夢かうつつか、酔いどれ記者が行く
芦沢 清一
『 酔いどれ交遊録 』
西城正三さん
華のあるシンデレラボーイ
キックの失敗もチャレンジ精神
海老原博幸に続いて、協栄ジムで2人目の世界チャンピオンになったのは、フェザー級西城正三(現オークラジム会長)である。実に華のあるボクサーだった。“シンデレラボーイ”という異名にも、そのあたりのニュアンスがにじむ。 ロサンゼルスでボクシング修行をしていた西城が、ノンタイトル戦で世界王者のラウル・ロハス(米国)を破る殊勲を挙げ、その実績を買われて臨んだタイトルマッチでも判定勝ちして、無名から一躍世界の頂点に駆け上がった。“シンデレラボーイ”と呼ばれたゆえんである。 これは日本のボクサーが海外で世界タイトルを奪取した初めての快挙だった。ボクサーというよりタレント向きの甘いフェースをしたハンサムボーイが、大それたことをやってのけたのはボクシング界の驚きだった。 快挙を達成したのは1968年9月。当時、ボクシング会場に女性の姿はちらほらしかなかった。“シンデレラボーイ”の出現で、にわかに女性のボクシング・ファンが増えた。無類のハンサムボーイは、ボクサーとしては、いささか頼りなく見える。それが母性本能をくすぐったのかもしれない。 世界タイトル獲得後の第1戦、フラッシュ・ベサンテ(フィリピン)とのノンタイトル戦は、頼りなさと強さが混在した最高傑作だった。西城が8ラウンドにKO決着をつけるまで、倒し倒されること4度ずつ、実に8度のダウン応酬があるというドラマチックな試合だった。

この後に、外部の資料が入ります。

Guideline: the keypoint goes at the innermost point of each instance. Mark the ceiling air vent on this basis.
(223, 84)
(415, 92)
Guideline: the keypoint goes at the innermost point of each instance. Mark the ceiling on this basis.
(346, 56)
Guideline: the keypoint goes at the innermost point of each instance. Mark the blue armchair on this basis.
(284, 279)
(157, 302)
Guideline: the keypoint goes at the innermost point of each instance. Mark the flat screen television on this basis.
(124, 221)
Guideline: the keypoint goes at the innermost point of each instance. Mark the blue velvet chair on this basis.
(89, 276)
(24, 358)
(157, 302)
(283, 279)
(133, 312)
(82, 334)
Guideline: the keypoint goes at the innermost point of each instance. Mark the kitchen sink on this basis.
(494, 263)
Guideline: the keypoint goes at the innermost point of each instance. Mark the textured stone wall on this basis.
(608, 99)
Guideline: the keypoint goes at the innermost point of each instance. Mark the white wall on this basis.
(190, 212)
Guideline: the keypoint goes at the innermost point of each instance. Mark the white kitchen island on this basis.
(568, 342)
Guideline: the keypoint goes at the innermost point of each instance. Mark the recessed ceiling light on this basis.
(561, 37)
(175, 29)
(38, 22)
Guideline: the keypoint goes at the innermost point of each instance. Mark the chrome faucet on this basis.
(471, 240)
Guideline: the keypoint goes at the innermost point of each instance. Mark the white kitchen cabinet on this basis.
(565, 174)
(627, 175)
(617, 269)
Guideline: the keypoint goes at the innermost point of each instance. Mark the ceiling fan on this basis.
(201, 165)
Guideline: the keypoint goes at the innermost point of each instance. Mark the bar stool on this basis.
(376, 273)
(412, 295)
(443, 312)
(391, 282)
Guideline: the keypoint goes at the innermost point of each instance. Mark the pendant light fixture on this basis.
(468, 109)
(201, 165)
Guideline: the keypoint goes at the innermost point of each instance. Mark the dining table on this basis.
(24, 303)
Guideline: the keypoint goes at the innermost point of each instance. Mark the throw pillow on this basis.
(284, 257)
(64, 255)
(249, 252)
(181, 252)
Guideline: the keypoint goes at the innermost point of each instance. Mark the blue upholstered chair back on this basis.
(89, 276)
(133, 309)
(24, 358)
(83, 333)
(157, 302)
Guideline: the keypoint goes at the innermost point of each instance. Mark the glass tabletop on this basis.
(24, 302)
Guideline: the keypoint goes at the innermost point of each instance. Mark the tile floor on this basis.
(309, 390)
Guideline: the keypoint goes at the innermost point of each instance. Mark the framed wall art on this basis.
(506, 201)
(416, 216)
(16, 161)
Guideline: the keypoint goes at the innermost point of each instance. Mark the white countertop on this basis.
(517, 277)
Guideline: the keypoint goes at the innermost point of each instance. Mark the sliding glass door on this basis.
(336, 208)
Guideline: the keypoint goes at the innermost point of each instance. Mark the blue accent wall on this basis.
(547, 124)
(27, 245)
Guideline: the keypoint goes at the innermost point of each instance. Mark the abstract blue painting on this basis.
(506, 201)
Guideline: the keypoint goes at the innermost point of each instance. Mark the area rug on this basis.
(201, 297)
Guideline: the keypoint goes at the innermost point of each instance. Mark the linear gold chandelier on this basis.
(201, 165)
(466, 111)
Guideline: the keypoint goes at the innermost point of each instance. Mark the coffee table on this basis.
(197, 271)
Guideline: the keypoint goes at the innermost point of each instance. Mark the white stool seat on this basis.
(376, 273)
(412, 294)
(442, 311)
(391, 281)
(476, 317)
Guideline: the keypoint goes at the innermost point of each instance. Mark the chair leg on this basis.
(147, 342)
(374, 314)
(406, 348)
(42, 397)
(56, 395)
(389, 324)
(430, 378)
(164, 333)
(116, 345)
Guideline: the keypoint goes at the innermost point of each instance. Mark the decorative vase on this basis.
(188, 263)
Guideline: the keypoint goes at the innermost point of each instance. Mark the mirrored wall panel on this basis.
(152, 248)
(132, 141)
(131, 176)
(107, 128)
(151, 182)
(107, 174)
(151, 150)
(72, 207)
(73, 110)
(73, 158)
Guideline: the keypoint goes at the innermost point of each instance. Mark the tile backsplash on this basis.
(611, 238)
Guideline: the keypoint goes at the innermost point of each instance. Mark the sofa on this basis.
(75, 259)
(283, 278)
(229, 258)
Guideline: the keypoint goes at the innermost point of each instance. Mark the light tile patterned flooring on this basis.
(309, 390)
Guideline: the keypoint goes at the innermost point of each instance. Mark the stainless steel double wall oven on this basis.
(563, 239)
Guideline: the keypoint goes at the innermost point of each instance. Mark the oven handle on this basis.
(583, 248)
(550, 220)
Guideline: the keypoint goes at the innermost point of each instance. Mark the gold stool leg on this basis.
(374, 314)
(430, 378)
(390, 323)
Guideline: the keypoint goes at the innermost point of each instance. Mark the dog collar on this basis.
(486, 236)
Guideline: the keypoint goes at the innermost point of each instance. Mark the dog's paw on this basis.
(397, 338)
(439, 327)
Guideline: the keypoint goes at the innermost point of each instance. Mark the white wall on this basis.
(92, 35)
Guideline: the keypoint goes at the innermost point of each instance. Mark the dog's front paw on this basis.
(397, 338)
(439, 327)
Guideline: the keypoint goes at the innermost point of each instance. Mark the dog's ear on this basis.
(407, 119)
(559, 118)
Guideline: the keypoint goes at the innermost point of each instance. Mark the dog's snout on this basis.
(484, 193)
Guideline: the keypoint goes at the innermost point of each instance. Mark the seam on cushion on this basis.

年間最高試合に選ばれた密度の濃い攻防だったが、4度も倒されたことは自慢にならない。「あれは筋書きのあるドラマだったんですよ」と西城氏は、照れくさい思いを冗談にまぎらして話していたものである。 世界タイトルは5度守って大チャンピオンの仲間入りを果たすが、ほかに世界タイトルマッチに匹敵するスペシャルマッチを記録に残した。1階級上ジュニア・ライト級世界チャンピオン小林弘(中村)との現役世界チャンピオン同士の対決(ノンタイトル戦)だ。 方や“シンデレラボーイ”ならこなた“雑草の男”の対照の妙もあって人気を呼んだ好カードは、期待に応える攻防を繰り広げた。階級の差もあって西城は判定で敗れたが、雄雄しいファイトは負けてなお株を上げる内容だった。甘い顔に隠された根性は、さすが世界チャンピオンと感心させられたものだ。 引退後にキックボクシングに転向したのは、人生の失敗ではないかと思う。モチ屋はモチ屋である。キックの第一人者・藤原敏男にボクシングは通じなかった。当然、イメージダウンは免れなかった。 ただ、キック転向は悪徳でもなんでもない。持ち前のチャレンジャー精神の発露だったのかもしれない。これはジムの会長として、ぜひとも後進に注入してほしい要素の1つだ。ボクシングの人気を盛り返す“第二の西城”の出現が待たれる。